270) Corridor of Mirrors (1948)

270) Corridor of Mirrors (1948) Dir: Terence Young Date Released: July 1948 Date Seen: August 27, 2009 Rating: 4/5

Save for its appropriately convoluted finale, Terence Young's Corridor of Mirrors, an adaptation of a novel by Christopher Massie, is a thoroughly engrossing gothic noir. Young's film presents the seduction of Milfanwy (Edana Romney), an innocent young woman looking for thrills and soon to be femme fatale. She's picked up and swept off her feet by the beguiling Paul Mangin (Eric Portman), a gentleman obsessed with a lurid Victorian vision of British history that takes a lot from Renaissance Italy and also a lot from the Greeks as well. 

Mangin's decadent sensibility, which culminates in a house that is part carousel, part mausoleum, full of vaulted ceilings and mirrored armoires, is cobbled together from Italian and Greek elements. His old-fashioned decor and mannered deportment entrance Milfanwy immediately, probably more than his creepy fascination with dressing her up to resemble the woman he fantasizes about in a Venetian portrait from 1486. She's drawn to Magin by the gaudiness of the Brits' fetishized vision of Renaissance art and neo-classicism, a warped kind of nostalgia that dooms Mangin because he can't bear to leave it behind. 

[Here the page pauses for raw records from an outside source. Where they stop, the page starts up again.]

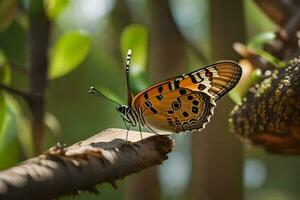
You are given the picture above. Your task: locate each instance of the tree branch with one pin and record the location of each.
(14, 91)
(104, 157)
(270, 113)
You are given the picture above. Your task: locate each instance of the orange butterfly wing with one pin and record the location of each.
(186, 102)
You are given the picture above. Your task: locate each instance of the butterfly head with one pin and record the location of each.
(121, 109)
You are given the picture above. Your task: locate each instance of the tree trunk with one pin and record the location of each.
(216, 154)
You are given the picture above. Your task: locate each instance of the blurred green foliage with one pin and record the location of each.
(68, 52)
(8, 9)
(55, 7)
(135, 37)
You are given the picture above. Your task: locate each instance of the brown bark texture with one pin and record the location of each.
(105, 157)
(269, 115)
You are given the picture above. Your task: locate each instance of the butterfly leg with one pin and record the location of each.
(127, 127)
(152, 129)
(140, 131)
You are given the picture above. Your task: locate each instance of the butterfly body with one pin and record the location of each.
(183, 103)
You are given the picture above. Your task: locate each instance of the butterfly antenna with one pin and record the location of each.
(93, 90)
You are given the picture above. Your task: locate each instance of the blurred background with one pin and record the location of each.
(87, 45)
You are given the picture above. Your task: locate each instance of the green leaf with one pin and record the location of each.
(257, 44)
(5, 72)
(9, 148)
(135, 37)
(259, 40)
(68, 53)
(110, 94)
(55, 7)
(7, 12)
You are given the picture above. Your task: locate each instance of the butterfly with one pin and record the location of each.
(180, 104)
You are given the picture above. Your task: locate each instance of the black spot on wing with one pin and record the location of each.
(185, 114)
(195, 109)
(195, 102)
(190, 97)
(159, 97)
(153, 110)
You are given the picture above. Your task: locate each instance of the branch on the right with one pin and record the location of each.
(270, 111)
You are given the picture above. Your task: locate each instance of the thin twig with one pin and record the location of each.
(14, 91)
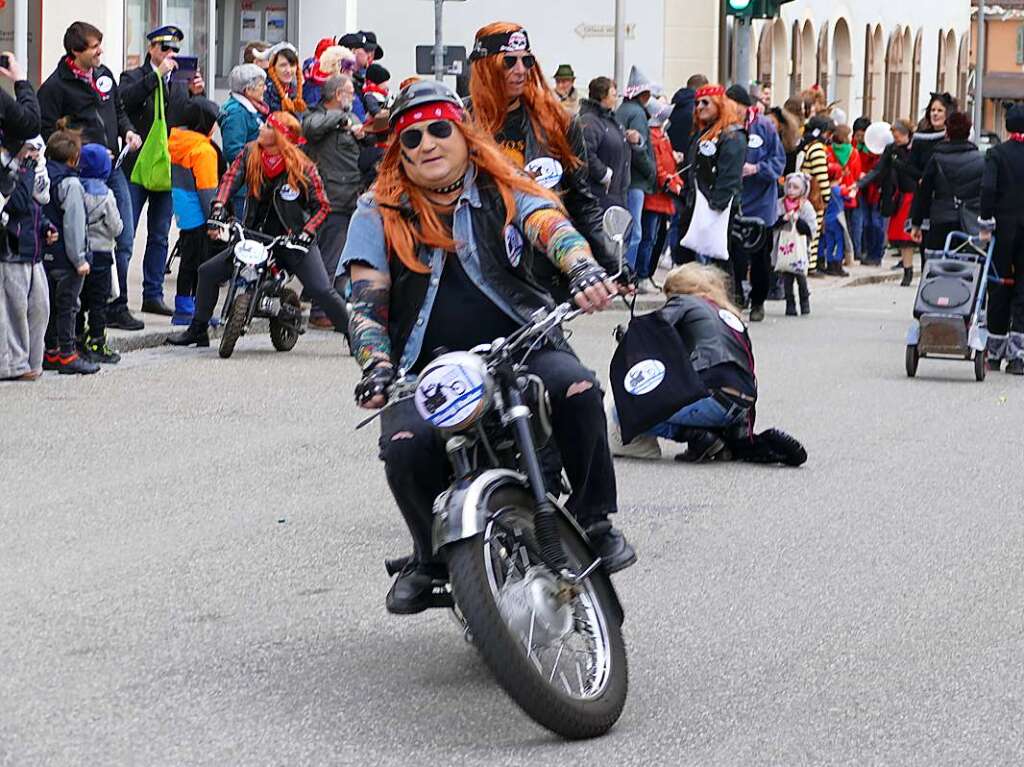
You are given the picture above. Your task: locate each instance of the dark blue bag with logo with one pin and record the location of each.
(651, 375)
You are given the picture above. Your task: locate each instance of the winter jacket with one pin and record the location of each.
(194, 177)
(138, 93)
(681, 120)
(708, 333)
(951, 180)
(669, 184)
(336, 152)
(97, 112)
(18, 114)
(1003, 183)
(67, 210)
(240, 122)
(297, 210)
(23, 238)
(632, 116)
(764, 148)
(606, 151)
(717, 168)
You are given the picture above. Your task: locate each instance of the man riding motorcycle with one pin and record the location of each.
(439, 256)
(510, 98)
(285, 197)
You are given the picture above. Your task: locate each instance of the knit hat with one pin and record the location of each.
(377, 74)
(1015, 119)
(739, 94)
(637, 84)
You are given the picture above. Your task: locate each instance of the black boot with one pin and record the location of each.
(196, 333)
(611, 546)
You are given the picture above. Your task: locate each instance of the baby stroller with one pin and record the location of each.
(949, 321)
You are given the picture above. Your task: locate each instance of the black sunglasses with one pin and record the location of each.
(411, 137)
(527, 61)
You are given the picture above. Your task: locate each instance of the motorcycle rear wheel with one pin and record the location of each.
(236, 324)
(577, 694)
(283, 337)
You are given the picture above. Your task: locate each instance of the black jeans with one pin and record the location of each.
(66, 287)
(761, 272)
(194, 250)
(94, 297)
(308, 267)
(418, 469)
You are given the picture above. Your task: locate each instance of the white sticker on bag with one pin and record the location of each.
(644, 377)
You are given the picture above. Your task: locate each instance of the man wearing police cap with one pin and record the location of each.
(138, 91)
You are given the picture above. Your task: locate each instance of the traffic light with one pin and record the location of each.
(755, 8)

Mangin's attachment is fatal, a damning critique of British contemporary culture as a history of stolen, aherm, borrowed elements. The hall of mirrors in Mangin's mansion refracts Milfanwy's unkind visage as she laughs at his pitiful sense of taste because it is already a fractured product of thinking that insists that cultural duplication begets greater appreciation of their own taste. Just as the Romans took bits of Greek culture to make their own, so have the Brits taken bits of the Romans', as represented in the gondola ride Mangin takes Milfanwy on past an eerily reverent recreation of a traditional commedia dell'arte stage comedy.* Mangin's taste is recreation without celebration, nostalgia without reverie.

Still, the film almost condones Mangin's obsession much in the same way Viconti elegiacally bid farewell to a corrupt past in The Leopard. Mangin's new vision of history is beautiful but it, like him, is dying because because it cannot adapt to lower class modernity.** It refuses to mingle with the present day and hence prefers to die on its own sword than branch out. The film uses Veronica (Barbra Mullen), a deranged guest in Mangin's mansion, as a McGuffin to not only show what life is like within such a hermetically sealed world but to also show, through the film's estranging climax, how Mangin's world is recreated by contemporary plebeians: as a house of wax.

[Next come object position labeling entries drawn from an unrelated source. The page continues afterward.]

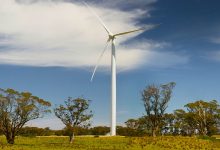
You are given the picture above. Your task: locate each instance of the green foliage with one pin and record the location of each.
(35, 131)
(111, 143)
(74, 114)
(156, 100)
(17, 108)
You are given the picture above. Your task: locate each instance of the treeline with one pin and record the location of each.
(196, 118)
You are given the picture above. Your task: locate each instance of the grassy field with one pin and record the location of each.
(110, 143)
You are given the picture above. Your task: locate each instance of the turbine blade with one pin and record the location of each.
(123, 33)
(97, 64)
(141, 29)
(100, 20)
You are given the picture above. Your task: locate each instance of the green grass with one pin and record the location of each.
(110, 143)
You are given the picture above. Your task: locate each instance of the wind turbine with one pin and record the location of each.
(111, 38)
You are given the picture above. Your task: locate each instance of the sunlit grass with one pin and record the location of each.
(110, 143)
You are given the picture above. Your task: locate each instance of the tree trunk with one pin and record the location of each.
(72, 138)
(154, 132)
(10, 138)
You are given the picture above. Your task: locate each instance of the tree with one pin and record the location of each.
(74, 114)
(155, 100)
(132, 123)
(16, 109)
(204, 116)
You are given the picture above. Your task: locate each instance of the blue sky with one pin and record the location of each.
(49, 48)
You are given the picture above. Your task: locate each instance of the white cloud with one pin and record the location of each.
(65, 34)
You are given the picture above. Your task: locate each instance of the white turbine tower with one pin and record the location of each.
(111, 38)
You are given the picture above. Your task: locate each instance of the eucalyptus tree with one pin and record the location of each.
(156, 100)
(17, 108)
(74, 113)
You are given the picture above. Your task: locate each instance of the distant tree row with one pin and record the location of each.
(197, 118)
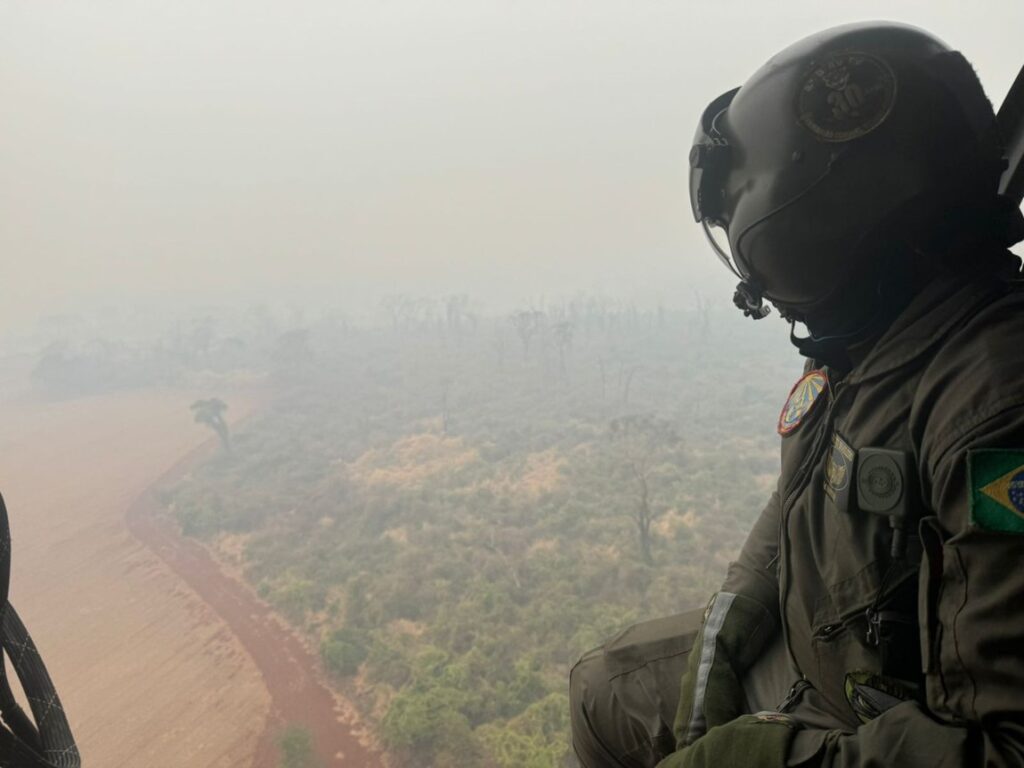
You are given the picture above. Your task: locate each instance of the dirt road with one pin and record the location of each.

*It's never occurred to me before but could one link the character types of commedia dell'arte to the Greek shadow puppet plays? I'm think specifically of how Harlequin reminds me of Karagiozis. Something to gnaw on, for all you culture/history buffs out there.

**Though Mangin finds Milfanwy in a nigh club, he disdains her smoking as a sign of his need to pick up only certain desired scraps from the low culture heap that is contemporary British youth culture.

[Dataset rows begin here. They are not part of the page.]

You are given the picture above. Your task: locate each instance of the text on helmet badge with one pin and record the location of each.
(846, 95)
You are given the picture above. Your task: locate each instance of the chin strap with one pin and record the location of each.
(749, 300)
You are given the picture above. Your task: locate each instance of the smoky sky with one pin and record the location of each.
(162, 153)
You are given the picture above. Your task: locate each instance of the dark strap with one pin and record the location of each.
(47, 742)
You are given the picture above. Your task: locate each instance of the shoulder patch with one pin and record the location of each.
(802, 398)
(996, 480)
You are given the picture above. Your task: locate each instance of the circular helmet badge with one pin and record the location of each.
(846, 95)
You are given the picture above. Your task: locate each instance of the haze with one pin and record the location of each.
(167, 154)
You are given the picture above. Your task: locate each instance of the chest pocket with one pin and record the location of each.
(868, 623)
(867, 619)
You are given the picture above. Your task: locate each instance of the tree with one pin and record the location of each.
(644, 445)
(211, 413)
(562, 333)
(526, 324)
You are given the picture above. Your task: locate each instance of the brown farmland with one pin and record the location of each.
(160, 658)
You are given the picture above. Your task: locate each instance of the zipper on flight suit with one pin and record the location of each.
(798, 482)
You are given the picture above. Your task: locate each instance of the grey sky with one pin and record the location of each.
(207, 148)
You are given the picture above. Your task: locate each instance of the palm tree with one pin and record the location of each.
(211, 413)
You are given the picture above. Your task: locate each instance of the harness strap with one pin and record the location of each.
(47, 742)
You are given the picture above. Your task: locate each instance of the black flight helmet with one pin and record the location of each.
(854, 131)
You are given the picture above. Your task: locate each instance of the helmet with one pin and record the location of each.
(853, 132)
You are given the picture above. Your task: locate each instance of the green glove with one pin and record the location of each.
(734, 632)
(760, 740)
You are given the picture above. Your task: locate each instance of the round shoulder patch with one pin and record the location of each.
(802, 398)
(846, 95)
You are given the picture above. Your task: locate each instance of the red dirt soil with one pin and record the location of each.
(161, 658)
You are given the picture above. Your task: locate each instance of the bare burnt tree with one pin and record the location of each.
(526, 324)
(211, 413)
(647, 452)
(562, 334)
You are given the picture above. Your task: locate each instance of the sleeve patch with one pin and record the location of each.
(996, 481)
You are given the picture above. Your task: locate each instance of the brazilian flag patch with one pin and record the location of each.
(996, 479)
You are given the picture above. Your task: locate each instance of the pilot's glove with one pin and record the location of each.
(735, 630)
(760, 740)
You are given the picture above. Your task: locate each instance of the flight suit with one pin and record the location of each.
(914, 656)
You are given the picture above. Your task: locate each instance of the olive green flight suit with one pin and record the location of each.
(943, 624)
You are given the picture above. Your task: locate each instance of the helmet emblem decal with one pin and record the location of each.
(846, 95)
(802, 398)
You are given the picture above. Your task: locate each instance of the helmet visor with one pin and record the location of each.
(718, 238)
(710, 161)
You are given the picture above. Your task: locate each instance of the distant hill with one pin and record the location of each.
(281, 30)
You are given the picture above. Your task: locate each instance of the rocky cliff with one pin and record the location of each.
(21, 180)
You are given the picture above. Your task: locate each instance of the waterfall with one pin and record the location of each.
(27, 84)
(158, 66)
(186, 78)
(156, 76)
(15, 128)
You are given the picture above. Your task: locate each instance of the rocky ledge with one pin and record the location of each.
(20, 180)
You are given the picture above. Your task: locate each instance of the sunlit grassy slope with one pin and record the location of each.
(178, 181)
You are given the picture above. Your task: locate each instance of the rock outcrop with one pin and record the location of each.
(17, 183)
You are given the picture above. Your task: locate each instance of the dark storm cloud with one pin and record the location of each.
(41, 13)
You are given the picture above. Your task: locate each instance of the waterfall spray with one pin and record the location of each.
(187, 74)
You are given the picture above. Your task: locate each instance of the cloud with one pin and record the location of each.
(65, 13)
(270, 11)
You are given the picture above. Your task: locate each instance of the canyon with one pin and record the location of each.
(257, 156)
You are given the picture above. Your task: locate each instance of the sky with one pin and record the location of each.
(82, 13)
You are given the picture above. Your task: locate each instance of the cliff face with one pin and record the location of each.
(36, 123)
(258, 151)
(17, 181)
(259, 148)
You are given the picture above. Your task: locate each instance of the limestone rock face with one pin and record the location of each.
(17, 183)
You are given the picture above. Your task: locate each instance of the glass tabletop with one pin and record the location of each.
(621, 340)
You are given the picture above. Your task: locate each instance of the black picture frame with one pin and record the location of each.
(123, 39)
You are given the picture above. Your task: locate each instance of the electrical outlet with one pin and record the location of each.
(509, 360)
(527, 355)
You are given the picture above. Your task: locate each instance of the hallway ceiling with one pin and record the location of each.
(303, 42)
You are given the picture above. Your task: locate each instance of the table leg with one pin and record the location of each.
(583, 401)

***Or perhaps prisoner, depending on whether you believe her or Mangin.


  1. My trouble with the film was that I couldn't take it as a critique, because it never stepped outside that voluptuous fascination with Portman and his world. If there was an alternative to larger-than-life romanticized self-possession, the film certainly gave it short shrift.

  2. I agree, which is why I said that its like THE LEOPARD. There's so much nostalgia and worship for this stuff that it doesn't feel like it could or even should provide an alternative contemporary culture save for the night clubs that Milfanwy attends.